We start by discussing the project Guidelines, before going over an overview of the slang language. We then present the individual tasks (referred to as Features), and finish with a short introduction of a useful library that you may use in your project.

Guidelines

We split the task of developing a slang verifier into core features and extension features. Generally speaking, your solution should support all core features and some extension features. Together with the implementation of your verifier you must submit a report (link to template) in which you document the implemented features.

We provide a number of stars for each feature to indicate a rough estimate of the required effort and difficulty.

• In total, there are 27 stars.
• We expect all groups to work on the three core features, which are worth 6 stars.
• Groups aiming for the grade
  • 7 should aim to gain at least 10 stars;
  • 10 should aim to gain at least 15 stars;
  • 12 should aim to gain more than 20 stars.

To gain all stars for a feature, it must be fully supported in the following sense:

• The feature has been implemented in your verifier.
• Your report briefly justifies the reasoning principles applied for verifying the feature, for example by providing operational semantics, Hoare-style inference rules, and an explanation of why your implemented verification approach is sound.
• Your implementation works as expected on the provided examples.
• Your implementation works as expected on least two additional (and ideally non-trivial) examples of your choice (one that should verify and one that should not verify).

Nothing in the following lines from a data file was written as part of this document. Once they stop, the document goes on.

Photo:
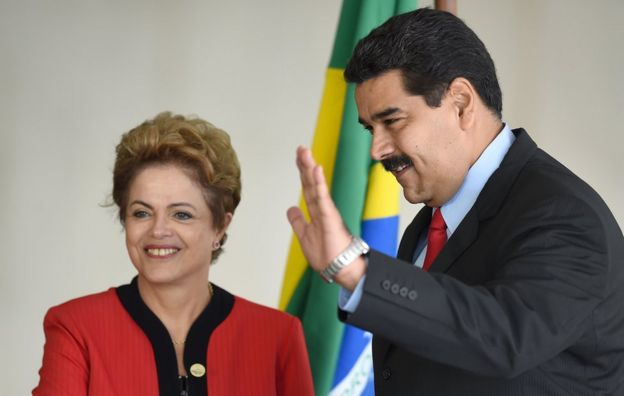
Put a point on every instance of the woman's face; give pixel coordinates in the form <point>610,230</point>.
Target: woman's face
<point>170,235</point>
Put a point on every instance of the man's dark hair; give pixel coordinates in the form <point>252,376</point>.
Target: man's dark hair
<point>431,48</point>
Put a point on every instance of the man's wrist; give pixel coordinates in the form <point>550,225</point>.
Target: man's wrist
<point>353,252</point>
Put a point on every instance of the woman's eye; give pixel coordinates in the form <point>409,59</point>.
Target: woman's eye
<point>183,216</point>
<point>140,214</point>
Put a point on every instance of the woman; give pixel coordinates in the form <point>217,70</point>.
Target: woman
<point>176,184</point>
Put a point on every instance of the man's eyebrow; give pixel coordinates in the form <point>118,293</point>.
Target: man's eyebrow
<point>382,114</point>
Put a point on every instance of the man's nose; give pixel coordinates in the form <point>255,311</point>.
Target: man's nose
<point>380,146</point>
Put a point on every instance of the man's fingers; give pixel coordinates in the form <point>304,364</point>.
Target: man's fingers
<point>297,221</point>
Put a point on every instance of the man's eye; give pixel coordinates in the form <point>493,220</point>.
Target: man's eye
<point>140,214</point>
<point>183,216</point>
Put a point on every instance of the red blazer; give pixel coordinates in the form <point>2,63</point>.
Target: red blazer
<point>110,343</point>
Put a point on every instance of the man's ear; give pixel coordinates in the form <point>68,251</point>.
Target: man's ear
<point>464,97</point>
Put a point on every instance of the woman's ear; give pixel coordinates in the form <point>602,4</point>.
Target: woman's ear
<point>227,219</point>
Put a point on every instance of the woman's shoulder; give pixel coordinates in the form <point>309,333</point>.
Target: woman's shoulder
<point>89,305</point>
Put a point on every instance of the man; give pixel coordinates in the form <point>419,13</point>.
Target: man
<point>516,286</point>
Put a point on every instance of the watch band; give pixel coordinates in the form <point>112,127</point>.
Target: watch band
<point>356,248</point>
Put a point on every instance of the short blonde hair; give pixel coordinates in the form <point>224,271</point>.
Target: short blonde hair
<point>197,146</point>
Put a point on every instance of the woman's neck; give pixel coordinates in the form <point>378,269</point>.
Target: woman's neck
<point>176,305</point>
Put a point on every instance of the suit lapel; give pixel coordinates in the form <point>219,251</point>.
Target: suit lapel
<point>488,203</point>
<point>412,234</point>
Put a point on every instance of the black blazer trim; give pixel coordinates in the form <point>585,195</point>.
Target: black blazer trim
<point>195,347</point>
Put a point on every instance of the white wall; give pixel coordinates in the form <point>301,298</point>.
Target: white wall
<point>75,75</point>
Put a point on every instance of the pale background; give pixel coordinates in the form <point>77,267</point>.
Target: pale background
<point>74,75</point>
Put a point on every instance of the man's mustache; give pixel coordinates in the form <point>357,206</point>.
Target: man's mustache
<point>395,162</point>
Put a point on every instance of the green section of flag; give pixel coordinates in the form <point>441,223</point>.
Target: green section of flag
<point>314,301</point>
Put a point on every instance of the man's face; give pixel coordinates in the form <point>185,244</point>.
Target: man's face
<point>423,147</point>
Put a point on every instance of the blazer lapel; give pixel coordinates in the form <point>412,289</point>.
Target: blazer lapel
<point>488,202</point>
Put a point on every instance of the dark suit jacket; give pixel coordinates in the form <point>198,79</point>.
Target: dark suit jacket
<point>526,298</point>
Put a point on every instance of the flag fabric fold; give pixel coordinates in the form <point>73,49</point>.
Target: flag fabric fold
<point>368,200</point>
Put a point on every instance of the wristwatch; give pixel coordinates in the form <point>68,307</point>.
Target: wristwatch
<point>356,248</point>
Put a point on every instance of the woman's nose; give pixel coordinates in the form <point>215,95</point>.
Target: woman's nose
<point>160,227</point>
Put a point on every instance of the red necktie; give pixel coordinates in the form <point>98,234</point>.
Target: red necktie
<point>435,239</point>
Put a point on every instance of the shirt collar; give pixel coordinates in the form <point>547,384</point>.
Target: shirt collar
<point>458,206</point>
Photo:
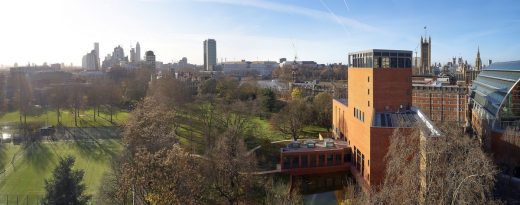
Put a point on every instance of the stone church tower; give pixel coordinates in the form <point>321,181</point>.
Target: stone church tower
<point>478,61</point>
<point>426,53</point>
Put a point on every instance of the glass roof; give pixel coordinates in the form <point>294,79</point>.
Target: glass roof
<point>493,84</point>
<point>511,65</point>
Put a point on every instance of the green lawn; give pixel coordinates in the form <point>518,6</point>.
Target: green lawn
<point>38,161</point>
<point>67,118</point>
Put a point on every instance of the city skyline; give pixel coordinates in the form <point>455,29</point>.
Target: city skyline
<point>324,31</point>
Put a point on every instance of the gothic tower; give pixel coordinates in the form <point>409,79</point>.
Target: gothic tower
<point>478,61</point>
<point>426,49</point>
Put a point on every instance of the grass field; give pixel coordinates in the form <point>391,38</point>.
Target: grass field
<point>37,162</point>
<point>67,118</point>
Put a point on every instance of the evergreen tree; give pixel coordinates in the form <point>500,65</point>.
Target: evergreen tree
<point>269,100</point>
<point>66,186</point>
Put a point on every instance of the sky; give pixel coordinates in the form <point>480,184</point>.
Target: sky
<point>62,31</point>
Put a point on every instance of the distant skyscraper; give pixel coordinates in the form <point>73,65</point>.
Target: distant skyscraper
<point>133,57</point>
<point>118,53</point>
<point>138,52</point>
<point>210,54</point>
<point>478,61</point>
<point>150,58</point>
<point>96,48</point>
<point>426,48</point>
<point>90,61</point>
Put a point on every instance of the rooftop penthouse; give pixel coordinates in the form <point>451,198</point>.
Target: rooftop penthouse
<point>313,157</point>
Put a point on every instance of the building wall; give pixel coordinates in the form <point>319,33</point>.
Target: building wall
<point>392,88</point>
<point>339,122</point>
<point>441,104</point>
<point>370,91</point>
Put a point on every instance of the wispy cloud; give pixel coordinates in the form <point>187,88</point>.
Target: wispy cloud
<point>346,5</point>
<point>334,15</point>
<point>288,8</point>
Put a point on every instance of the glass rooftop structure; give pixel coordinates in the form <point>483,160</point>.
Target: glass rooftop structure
<point>496,90</point>
<point>380,58</point>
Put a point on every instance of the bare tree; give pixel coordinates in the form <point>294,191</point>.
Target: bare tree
<point>450,169</point>
<point>230,168</point>
<point>292,118</point>
<point>58,99</point>
<point>322,105</point>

Solutions that satisfy some of the above criteria, but not all of them, will be awarded a reduced number of stars.

Generally speaking, your solution must be sound but not necessarily complete. However, you should aim to be as complete as possible.

Submission

You must submit the project as a single .zip file including your source code and report via the corresponding assignment on DTU Learn.

The submission deadline is 01/11/2024.

If your verification tool is not used in exactly the same way as suggested by the provided library, you must also include a README explaining how to run your tool.

slang

The slang language supports similar programming features to the ones seen in the course, but not always identical ones. slang features global variables, methods, functions, domains, multi-branch loops (loop and for), and conditionals (match). Moreover, it supports verification oriented commands and annotations such as assume, assert, requires, ensures, invariant, decreases and modifies. slang also features goto-like commands such as break, continue and return.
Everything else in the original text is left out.